Schon fängt es an, in den Straßen der Stadt dunkel zu werden. Da und dort blitzen die ersten Lichter auf, die in den traulich erwärmten Stuben angezündet werden. Heut’ ist’s am schönsten, da drinnen zu sitzen um den erhellten Tisch; denn draußen liegt der frisch gefallene Schnee hoch auf den Straßen, und kalt weht der Wind.

Im düsteren Erdgeschoss eines kleinen Hauses am Ende der Stadt brennt in der niederen Kammer noch kein Licht. Hier wohnt eine kranke Witwe mit ihrem Töchterchen. Lieschen hat seinen Schemel ans Fensterbrett gerückt und presst nun sein Näschen an die kalten Fensterscheiben.

Die Mutter schläft und dem Kind ist einsam zu Mut.

Mit traurigen Augen schaut es empor zu dem Stückchen Himmel, das es von seinem
Fenster aus erblicken kann. Und an dem Stückchen Himmel glänzt Stern an Stern.

Während Lieschen betrübt zu ihnen empor schaut, sieh, da bewegt sich eines der Sternlein, und blitzend schießt es aus seiner Höhe herab auf die Erde. Das Mädchen staunt. War das nicht Gold, rundes blitzendes Gold, was da vom Himmel gefallen war?

Und dem Lieschen kommt in den Sinn, wie ihm die Mutter erzählt hatte von einem braven, guten Kind, das all seine Kleidchen den armen Kindern gab, bis es selbst frierend im finsteren Wald zu weinen begann.

Es klagte dem lieben Gott seine Not.

Da plötzlich fielen goldene Sternlein vom Himmel herab, ihm zu Füßen und verwandelten sich in lauter runde Goldstücke. Die hatte ihm der liebe Gott gesandt, damit es sich wieder ein warmes Röcklein kaufen konnte.

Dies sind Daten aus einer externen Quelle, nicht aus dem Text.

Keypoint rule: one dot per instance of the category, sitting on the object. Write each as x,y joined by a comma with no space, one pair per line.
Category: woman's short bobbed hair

Ja, so hatte die Mutter ihrem Lieschen erzählt, und nun schickte Gott auch ihm ein
solches Sternchen; denn es hatte ihn so sehr gebeten, doch sein liebes Mütterchen wieder gesund zu machen, und dazu brauchte es Geld, viel Geld…

Sachte stieg Lieschen vom Fensterbrett, huschte leis’ durch die Stube, um die schlafende Kranke nicht zu wecken, und schon stand es draußen vor der Tür.

Weiß schimmerte die Straße, die einsam und verlassen vor ihm lag. Aber Lieschen bangte nicht. Es dachte nur immer an die Worte des Herrn Doktor, der zur Mutter gesagt hatte: „Ein sonniges warmes Stübchen und gute Pflege, das, gute Frau, ist die Arznei, die Sie wieder gesund machen kann.“

Darauf hatte die Mutter nichts gesagt. Sie hatte nur tief geseufzt; denn der Witwe fehlte das Geld, um eine bessere Wohnung zu mieten.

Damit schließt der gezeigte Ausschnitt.